What is sovereign immunity and who benefits from it?
In general terms, sovereign immunity is a doctrine of international law that prevents courts and arbitral tribunals from exercising jurisdiction over states and state-owned assets.
Sovereign immunity can be split into three distinct categories:
- Immunity from jurisdiction or suit i.e. from the bringing of proceedings against the state/state-owned entity;
- Immunity from execution i.e. from the enforcement of an award or decision against the assets of the state; and
- Immunity from process i.e. from procedural processes, such as service of court papers.
Each jurisdiction will have separate rules on immunity and the extent to which states (and state-owned enterprises) can benefit from immunity. It will be important for investors to consider the rules both in the jurisdiction of the state/state-owned enterprise (in this case Ethiopia) and also in the jurisdiction(s) in which they may seek to enforce (e.g. the jurisdictions in which offshore project accounts are situated).
Can sovereign immunity be waived and how?
Given that sovereign immunity essentially prevents investors from being able to enforce their rights against their state/state-owned counterparties, an effective waiver of such immunity is essential for both investors and their financiers from a bankability perspective.
But how does this waiver work?
- Typically (including in Ethiopia), where a state has agreed in writing to submit a dispute to the courts or arbitration, that is taken to be a waiver of its immunity from suit.
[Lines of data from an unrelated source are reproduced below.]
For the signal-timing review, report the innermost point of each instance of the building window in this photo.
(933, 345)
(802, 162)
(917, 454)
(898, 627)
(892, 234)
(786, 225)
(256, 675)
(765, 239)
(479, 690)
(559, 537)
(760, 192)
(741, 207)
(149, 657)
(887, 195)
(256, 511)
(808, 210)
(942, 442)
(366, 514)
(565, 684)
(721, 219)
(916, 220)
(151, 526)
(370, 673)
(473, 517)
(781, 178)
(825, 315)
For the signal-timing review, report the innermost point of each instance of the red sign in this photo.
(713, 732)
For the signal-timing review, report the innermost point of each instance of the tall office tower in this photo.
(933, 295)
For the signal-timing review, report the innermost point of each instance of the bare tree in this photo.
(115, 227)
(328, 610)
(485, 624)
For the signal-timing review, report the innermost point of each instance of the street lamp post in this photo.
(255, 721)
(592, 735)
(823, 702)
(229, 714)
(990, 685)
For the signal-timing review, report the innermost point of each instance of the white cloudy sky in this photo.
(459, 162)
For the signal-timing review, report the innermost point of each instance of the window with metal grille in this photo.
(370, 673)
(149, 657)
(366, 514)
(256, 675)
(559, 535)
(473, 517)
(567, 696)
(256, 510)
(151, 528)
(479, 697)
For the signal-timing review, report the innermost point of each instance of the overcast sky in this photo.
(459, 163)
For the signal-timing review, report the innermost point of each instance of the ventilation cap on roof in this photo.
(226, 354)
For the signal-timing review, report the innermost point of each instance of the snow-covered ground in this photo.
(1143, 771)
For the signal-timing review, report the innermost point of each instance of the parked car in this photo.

However, this will be dependent upon the immunity rules of the jurisdiction in question. Zimbabwe is a counter example, where an express waiver is required.
- Conversely, submission to arbitration is not generally considered to be a waiver of state immunity from execution. As such, it is recommended that investors seek an express waiver of such rights of immunity in order to ensure that judgments or awards can be enforced against the state’s assets. As a general rule, states will not agree to waive immunity over certain classes of assets e.g. the relevant state’s foreign embassies or consular possessions, and will try to limit the assets available for execution as far as possible. Investors will want to keep this asset class as broad as possible to heighten their chances of recovering the full value of the judgment or award.
Additional factors which will need to be considered include the ability of the state counterparty to waive immunity on behalf of the state and, if that counterparty is a government department, whether it is entitled to bind the whole government or indeed future governments.